Alte und vergessene Farben

Inge Boesken Kanold ist eine Künstlerin mit besonderem Interesse an seltenen, alten, oft vergessenen Farben.

Während eines längeren Aufenthaltes in Asien, beginnt sie
1975 in Indonesien mit ihren Recherchen zur Farbe Indigo. Auf Bali begegnet sie anderen Naturfarben wie Ocker, Zinnober, Auripigment, Russ, Weiss von verbrannten Kieferknochen, die noch bei einem Maskenmaler Verwendung finden.

Im Libanon kann sie im Jahre
1979 unter Mithilfe von zwei Wissenschaftlern der Amerikanischen Universität Beirut echten Purpur aus der Meeresschnecke Hexaplex (Murex) trunculus gewinnen und damit arbeiten.

Seit 1982 lebt und arbeitet sie in Lacoste in der Provence. Auf den lokalen Märkten gibt es die Schnecken, die sie zur Gewinnung von Purpur braucht. Das führte dazu, dass sie
1993 für ihre künstlerische Arbeit eine Farbe wiederentdeckte, die seit dem 7. Jahrhundert n.

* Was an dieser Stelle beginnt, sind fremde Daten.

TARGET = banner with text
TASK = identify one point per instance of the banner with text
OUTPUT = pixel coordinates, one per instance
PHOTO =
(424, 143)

Ch. verloren war: Tekhelet, das Biblische Blau, oder auch der ‚ blaue Purpur’, so blau wie das Meer, aus dem er kommt.

Im Januar
2001 rekonstruiert sie zusammen mit John Edmonds und weiteren Purpurspezialisten die erste Fermentationsküpe mit frischen H. trunculus in den Werkstätten von OKHRA ( Conservatoire des Ocres et Pigments Appliqués) in Roussillon, Provence.

Diese Versuche brachten es mit sich, dass anlässlich einer Ausstellung im Frühjahr 2001 genannt "
Peaux de Peinture™" weitere verlorene Rezepte aufgespürt wurden: die Herstellung von Purpurpergamenten und purpurn bemalten Manuskripten.

Nach ihren Erfahrungen mit der Purpurküpe aus frischen Meeresschnecken, sucht sie nach einem Mittel, die Purpurdrüsen zu konservieren, um damit Tagungen in anderen Ländern zu besuchen. Im Jahre 2001 entdeckt sie, dass sich die herausgeschnittenen Drüsen in grobem Salz trocknen lassen, um damit jederzeit eine Fermentationsküpe anzusetzen.

Dies ist von Bedeutung für die Purpurforschung, weil es sich nun mehr erklären lässt, weshalb eine Purpurfabrik in Ober-Ägypten – weit entfernt von der Meeresküste - existieren konnte.

Im Oktober
2005, sechsundzwanzig Jahre nach den ersten Versuchen, gelingt es ihr mit Hilfe eines Chemiker-Freundes, Rolf Haubrichs, das Pigment aus Schneckenpurpur herzustellen. Es ist ein Malerpigment, das sich mit allen mageren Bindemitteln verarbeiten lässt, also Gummi Arabicum, Eiweiss (Clarea) und vor allem mit Kunstharzbindemitteln, nicht aber mit Öl oder Eigelb. Versuche haben ergeben, dass der Purpurton umschlägt zu blaugrau.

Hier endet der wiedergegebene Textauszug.